Le autorità stanno cercando i rapitori nelle foreste attorno alla scuola, finora senza risultati. Intanto il presidente nigeriano Bola Tinubu ha annullato i viaggi all’estero, compresa la partecipazione al G20 in Sudafrica, e il governo ha ordinato la chiusura preventiva di decine di scuole e collegi. 

Chi è un minimo familiare con la storia recente del Paese saprà che non è un episodio isolato: sono fatti molto frequenti, considerate che nel giro di una settimana ci sono stati altri rapimenti, fra cui venti studentesse musulmane sequestrate in un collegio nello stato di Kebbi, dove è stato ucciso anche il vicedirettore, e un attacco a una chiesa nel Kwara con due morti e 38 persone portate via. Solo che questo è stato di dimensioni enormi.

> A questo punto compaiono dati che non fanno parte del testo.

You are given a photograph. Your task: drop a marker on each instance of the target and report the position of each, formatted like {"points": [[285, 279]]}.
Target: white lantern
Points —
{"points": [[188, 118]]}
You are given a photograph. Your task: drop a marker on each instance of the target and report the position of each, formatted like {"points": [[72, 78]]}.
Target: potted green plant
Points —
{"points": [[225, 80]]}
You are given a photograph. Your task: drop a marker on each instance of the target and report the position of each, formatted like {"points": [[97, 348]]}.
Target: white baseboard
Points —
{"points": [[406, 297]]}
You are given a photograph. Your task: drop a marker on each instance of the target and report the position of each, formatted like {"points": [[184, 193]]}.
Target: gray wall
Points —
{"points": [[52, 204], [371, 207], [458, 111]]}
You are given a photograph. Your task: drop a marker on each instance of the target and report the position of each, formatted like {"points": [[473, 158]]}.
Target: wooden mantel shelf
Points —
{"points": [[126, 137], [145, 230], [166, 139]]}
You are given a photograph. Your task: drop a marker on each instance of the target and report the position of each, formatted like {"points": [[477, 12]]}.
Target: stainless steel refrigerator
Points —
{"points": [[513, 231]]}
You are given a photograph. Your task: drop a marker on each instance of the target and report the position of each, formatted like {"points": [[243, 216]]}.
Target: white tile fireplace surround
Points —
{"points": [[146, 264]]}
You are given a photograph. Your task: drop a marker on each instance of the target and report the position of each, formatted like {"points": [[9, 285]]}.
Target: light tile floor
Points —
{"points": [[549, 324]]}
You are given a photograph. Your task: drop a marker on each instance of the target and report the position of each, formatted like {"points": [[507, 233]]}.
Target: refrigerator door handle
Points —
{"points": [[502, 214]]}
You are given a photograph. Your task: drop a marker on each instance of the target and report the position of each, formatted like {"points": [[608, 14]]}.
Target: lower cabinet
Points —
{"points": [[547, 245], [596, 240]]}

Da anni però nel nord del paese agiscono gruppi jihadisti e bande armate che hanno trasformato il sequestro di massa in un vero e proprio modello di business: rapiscono studenti, fedeli, viaggiatori e poi chiedono riscatti alle famiglie o allo Stato. Anche se pagare il riscatto è formalmente illegale, spesso i soldi vengono comunque trovati, perché altrimenti le persone non tornano a casa. In più lo Stato è debole, l’esercito spesso non riesce o non vuole intervenire, la corruzione è molto diffusa e in vaste aree rurali i gruppi armati sono più presenti dello Stato.

Sul tutto si innestano tensioni religiose e conflitti per la terra e l’acqua fra pastori nomadi, perlopiù musulmani, e agricoltori stanziali, spesso cristiani. Da fuori questa situazione viene raccontata come una “persecuzione dei cristiani”, ma in realtà i gruppi estremisti colpiscono sia cristiani sia musulmani che non condividono la loro visione, e le vittime musulmane sono addirittura più numerose.